Donation towards new advanced microscope and competence centre

Uppsala University

Fungi mycelium

Confocal microscope image of an unknown fungus grown in a lab. It had previously only been seen in DNA from soil samples.

Photograph: Veera Nogerius née Tuovinen

The entrepreneur Sverker Lerheden will donate SEK 7.5 million to Uppsala University in the name of his wife, Birgitta Sintring Lerheden. The money will be used to purchase an advanced microscope that makes it possible to study and describe hitherto unknown microorganisms directly in complex samples in 3D, as well as to pay for the launch of a competence centre for visualising hidden diversity.
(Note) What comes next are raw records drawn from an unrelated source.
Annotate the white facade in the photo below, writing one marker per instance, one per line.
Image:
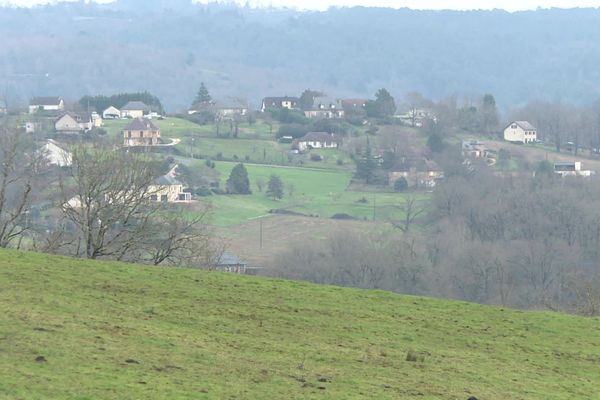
(132, 113)
(169, 193)
(520, 131)
(59, 106)
(571, 169)
(56, 155)
(304, 145)
(111, 113)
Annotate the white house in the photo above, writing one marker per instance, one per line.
(316, 140)
(168, 189)
(56, 155)
(111, 113)
(46, 104)
(474, 149)
(134, 109)
(277, 103)
(571, 169)
(520, 131)
(71, 123)
(325, 107)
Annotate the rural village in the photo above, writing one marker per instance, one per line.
(305, 157)
(341, 199)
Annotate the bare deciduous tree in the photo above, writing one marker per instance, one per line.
(19, 167)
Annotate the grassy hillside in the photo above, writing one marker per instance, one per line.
(315, 192)
(117, 331)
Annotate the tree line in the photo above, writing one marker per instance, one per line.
(529, 242)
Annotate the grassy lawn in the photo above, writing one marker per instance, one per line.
(101, 330)
(315, 192)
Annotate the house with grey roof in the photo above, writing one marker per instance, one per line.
(473, 148)
(141, 132)
(229, 262)
(419, 172)
(111, 112)
(278, 103)
(168, 189)
(316, 140)
(520, 132)
(325, 107)
(134, 109)
(46, 104)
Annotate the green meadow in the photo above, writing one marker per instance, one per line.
(315, 192)
(74, 329)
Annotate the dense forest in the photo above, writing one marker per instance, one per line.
(169, 47)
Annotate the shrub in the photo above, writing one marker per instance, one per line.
(400, 184)
(412, 356)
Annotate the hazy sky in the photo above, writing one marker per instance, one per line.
(510, 5)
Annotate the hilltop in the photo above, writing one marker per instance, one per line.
(79, 329)
(254, 53)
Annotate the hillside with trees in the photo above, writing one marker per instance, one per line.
(76, 49)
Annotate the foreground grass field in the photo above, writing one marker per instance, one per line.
(71, 329)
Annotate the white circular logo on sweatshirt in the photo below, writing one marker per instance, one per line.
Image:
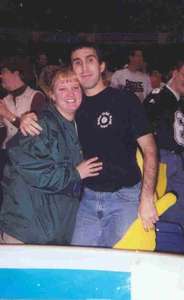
(104, 120)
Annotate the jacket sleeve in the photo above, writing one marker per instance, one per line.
(40, 163)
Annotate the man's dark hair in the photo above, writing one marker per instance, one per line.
(179, 65)
(133, 50)
(87, 44)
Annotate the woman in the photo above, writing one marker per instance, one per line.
(41, 185)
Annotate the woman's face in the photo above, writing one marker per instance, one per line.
(67, 96)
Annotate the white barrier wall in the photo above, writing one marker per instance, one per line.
(48, 272)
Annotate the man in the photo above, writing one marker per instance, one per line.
(110, 124)
(132, 77)
(19, 100)
(167, 115)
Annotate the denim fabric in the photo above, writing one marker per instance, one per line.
(175, 184)
(104, 217)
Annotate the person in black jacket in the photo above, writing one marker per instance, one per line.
(111, 123)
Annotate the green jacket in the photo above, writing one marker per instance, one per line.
(41, 186)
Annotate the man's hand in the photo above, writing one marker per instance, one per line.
(89, 168)
(148, 213)
(29, 125)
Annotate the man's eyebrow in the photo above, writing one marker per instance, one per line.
(88, 56)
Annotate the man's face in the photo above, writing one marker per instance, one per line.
(88, 69)
(8, 79)
(178, 81)
(137, 59)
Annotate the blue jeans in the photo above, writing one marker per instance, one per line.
(175, 184)
(104, 217)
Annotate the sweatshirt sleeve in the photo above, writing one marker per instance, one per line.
(40, 163)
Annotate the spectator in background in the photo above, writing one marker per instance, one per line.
(46, 76)
(156, 80)
(41, 61)
(132, 77)
(167, 115)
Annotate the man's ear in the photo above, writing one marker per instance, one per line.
(102, 67)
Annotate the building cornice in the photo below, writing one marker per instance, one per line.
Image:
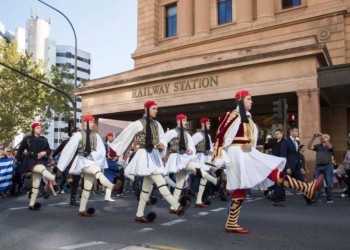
(341, 9)
(212, 66)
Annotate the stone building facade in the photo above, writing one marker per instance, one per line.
(193, 55)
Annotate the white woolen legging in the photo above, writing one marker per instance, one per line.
(146, 192)
(90, 173)
(201, 188)
(37, 174)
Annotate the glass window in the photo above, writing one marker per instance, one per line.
(171, 21)
(290, 3)
(224, 11)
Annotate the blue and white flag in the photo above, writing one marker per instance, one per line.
(6, 172)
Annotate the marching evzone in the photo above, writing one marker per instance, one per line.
(38, 151)
(147, 161)
(204, 148)
(246, 167)
(182, 154)
(112, 173)
(88, 151)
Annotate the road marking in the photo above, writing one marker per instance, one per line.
(160, 247)
(218, 209)
(57, 204)
(173, 222)
(17, 208)
(146, 229)
(255, 199)
(200, 214)
(89, 244)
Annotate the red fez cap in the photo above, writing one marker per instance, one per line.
(35, 124)
(204, 120)
(110, 134)
(149, 104)
(88, 118)
(241, 94)
(181, 117)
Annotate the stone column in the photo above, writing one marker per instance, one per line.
(185, 18)
(202, 16)
(265, 10)
(309, 117)
(244, 12)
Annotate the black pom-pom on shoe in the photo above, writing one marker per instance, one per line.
(151, 217)
(90, 210)
(208, 203)
(36, 207)
(185, 201)
(153, 201)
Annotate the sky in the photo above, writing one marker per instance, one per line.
(107, 29)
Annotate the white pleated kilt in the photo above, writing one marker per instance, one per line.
(250, 170)
(144, 164)
(176, 162)
(201, 159)
(81, 162)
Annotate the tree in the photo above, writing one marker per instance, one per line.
(24, 100)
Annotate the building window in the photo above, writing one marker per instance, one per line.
(290, 3)
(171, 21)
(224, 11)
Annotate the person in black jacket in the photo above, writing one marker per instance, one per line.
(75, 178)
(275, 146)
(38, 150)
(290, 150)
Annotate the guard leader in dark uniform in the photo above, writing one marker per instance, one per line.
(38, 150)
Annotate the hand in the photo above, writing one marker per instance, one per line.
(189, 151)
(41, 154)
(246, 148)
(160, 146)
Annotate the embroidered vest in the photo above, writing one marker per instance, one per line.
(82, 142)
(141, 136)
(200, 147)
(175, 142)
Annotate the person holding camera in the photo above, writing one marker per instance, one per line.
(38, 150)
(324, 153)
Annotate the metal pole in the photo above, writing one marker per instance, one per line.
(75, 60)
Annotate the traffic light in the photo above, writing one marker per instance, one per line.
(278, 109)
(292, 120)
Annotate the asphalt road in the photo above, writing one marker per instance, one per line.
(57, 225)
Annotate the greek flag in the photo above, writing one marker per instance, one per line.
(6, 171)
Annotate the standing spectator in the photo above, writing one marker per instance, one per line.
(6, 172)
(302, 159)
(290, 151)
(346, 163)
(324, 153)
(275, 146)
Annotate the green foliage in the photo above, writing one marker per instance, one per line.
(24, 100)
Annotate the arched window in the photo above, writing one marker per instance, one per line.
(224, 11)
(290, 3)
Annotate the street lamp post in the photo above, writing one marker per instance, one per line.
(75, 60)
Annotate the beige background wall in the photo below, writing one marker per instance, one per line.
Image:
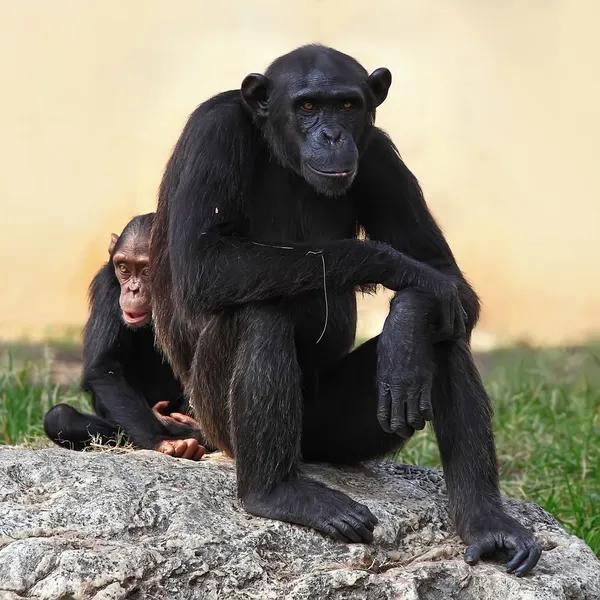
(494, 105)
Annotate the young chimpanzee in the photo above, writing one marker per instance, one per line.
(255, 265)
(130, 382)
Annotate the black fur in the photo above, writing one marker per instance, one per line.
(255, 267)
(123, 371)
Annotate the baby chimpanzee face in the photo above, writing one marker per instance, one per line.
(130, 261)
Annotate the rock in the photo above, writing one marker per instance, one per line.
(144, 526)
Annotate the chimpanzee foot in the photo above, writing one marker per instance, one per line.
(490, 534)
(314, 505)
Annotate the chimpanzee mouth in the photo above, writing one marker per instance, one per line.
(135, 318)
(332, 174)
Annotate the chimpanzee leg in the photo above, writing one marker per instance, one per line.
(463, 426)
(266, 416)
(340, 425)
(340, 422)
(69, 428)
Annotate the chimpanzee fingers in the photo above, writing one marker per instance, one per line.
(192, 447)
(425, 406)
(181, 418)
(166, 447)
(533, 556)
(180, 446)
(384, 407)
(159, 407)
(200, 452)
(398, 422)
(414, 418)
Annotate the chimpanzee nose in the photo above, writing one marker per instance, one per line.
(331, 135)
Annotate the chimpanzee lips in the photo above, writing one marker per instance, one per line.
(132, 318)
(334, 174)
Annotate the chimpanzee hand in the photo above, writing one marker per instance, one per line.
(179, 423)
(451, 324)
(169, 420)
(189, 449)
(404, 373)
(487, 534)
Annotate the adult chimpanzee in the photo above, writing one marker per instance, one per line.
(256, 263)
(130, 383)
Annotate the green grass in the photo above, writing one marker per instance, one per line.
(547, 406)
(547, 426)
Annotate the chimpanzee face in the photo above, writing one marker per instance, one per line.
(130, 262)
(317, 112)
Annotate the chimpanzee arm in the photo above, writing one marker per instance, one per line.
(214, 263)
(393, 210)
(103, 375)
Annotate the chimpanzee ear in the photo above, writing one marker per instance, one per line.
(254, 94)
(379, 81)
(114, 238)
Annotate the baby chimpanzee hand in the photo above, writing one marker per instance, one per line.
(188, 448)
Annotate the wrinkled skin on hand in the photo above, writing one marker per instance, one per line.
(188, 448)
(493, 531)
(405, 370)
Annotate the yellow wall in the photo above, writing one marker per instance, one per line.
(494, 105)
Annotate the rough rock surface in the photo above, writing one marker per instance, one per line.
(144, 526)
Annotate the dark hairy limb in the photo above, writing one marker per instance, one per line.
(463, 426)
(266, 429)
(405, 365)
(393, 210)
(69, 428)
(115, 397)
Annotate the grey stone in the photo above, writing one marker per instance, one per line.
(143, 526)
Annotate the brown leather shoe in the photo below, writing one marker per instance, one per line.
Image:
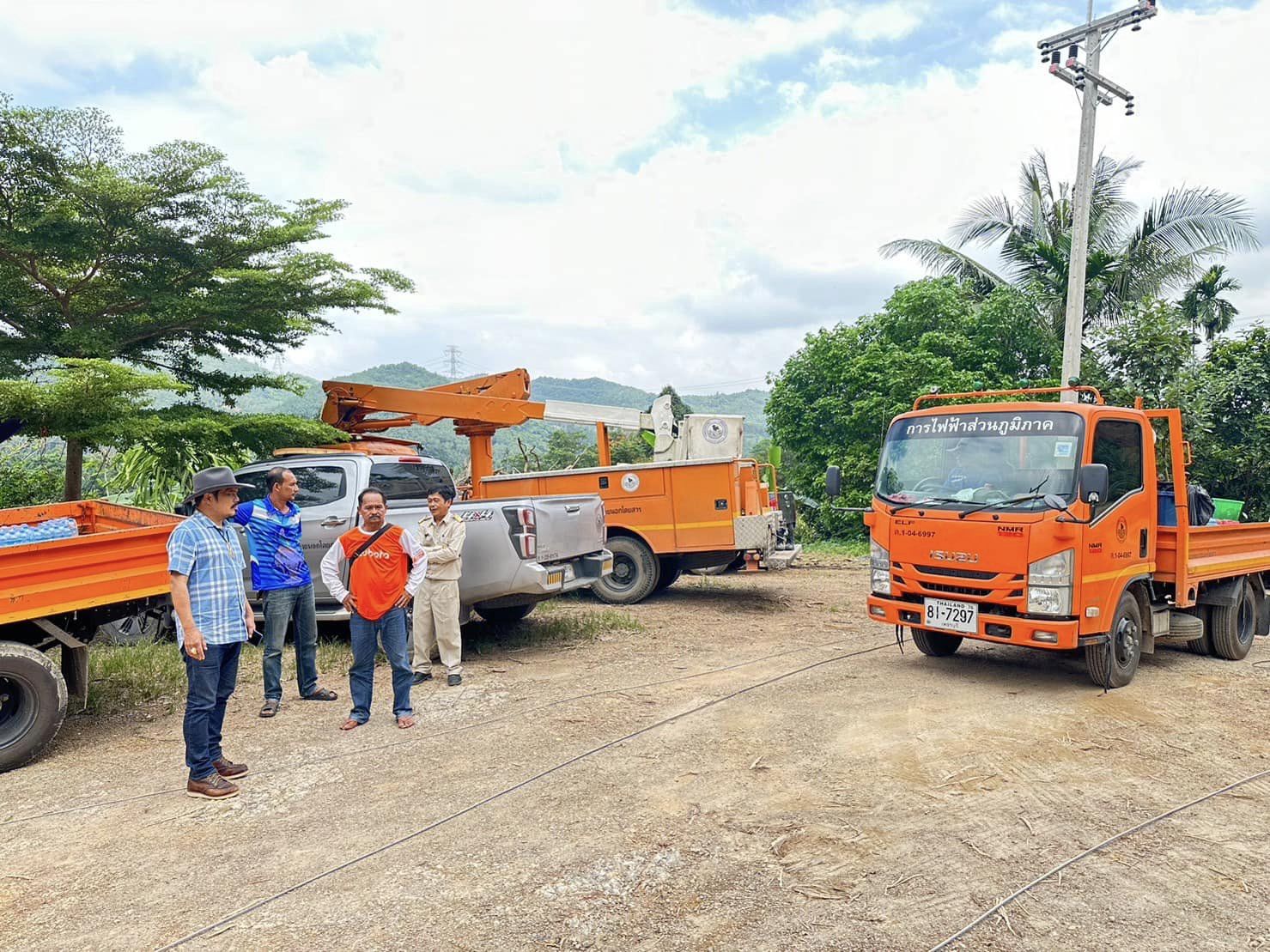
(211, 787)
(228, 769)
The microscope to be purchased is what is known as a confocal microscope. It uses lasers to create three-dimensional images of fluorescent signals from biological samples. By capturing or filtering out the natural fluorescence emitted by different organisms in combination with specific dyes, it is possible to examine either individual species or study how different species relate to each other and how they live.

Anna Rosling
Anna Rosling, head of the Department of Ecology

and Genetics. Photo: David Naylor

"We want to work on hidden diversity because we only know about a small proportion of every species. Among fungi, which my group studies, only between one and five percent of all species have been described. Most of the fungi we find are only known to us through their DNA sequences. We cannot describe them if we cannot see them. We need an image or a cultivation, and only then can we give them a name," explains Anna Rosling, head of the Department of Ecology and Genetics and the person in charge of the future Competence Centre for Visualisation of Hidden Diversity at the Evolutionary Biology Centre (EBC).

Biological diversity in complex samples

Several research groups at Uppsala University are way ahead in terms of exploring and mapping biological diversity in complex samples. They mainly study fungi, single-celled parasites, algae and other single-celled 'eukaryotic' organisms, i.e. organisms with a cell nucleus.

Thanks to the donation, a new competence centre for large-scale mapping of hidden diversity and its functions will now be able to be launched at EBC.

"The planned competence centre will enable us to take on Linnaeus's project of describing all living things," notes Rosling.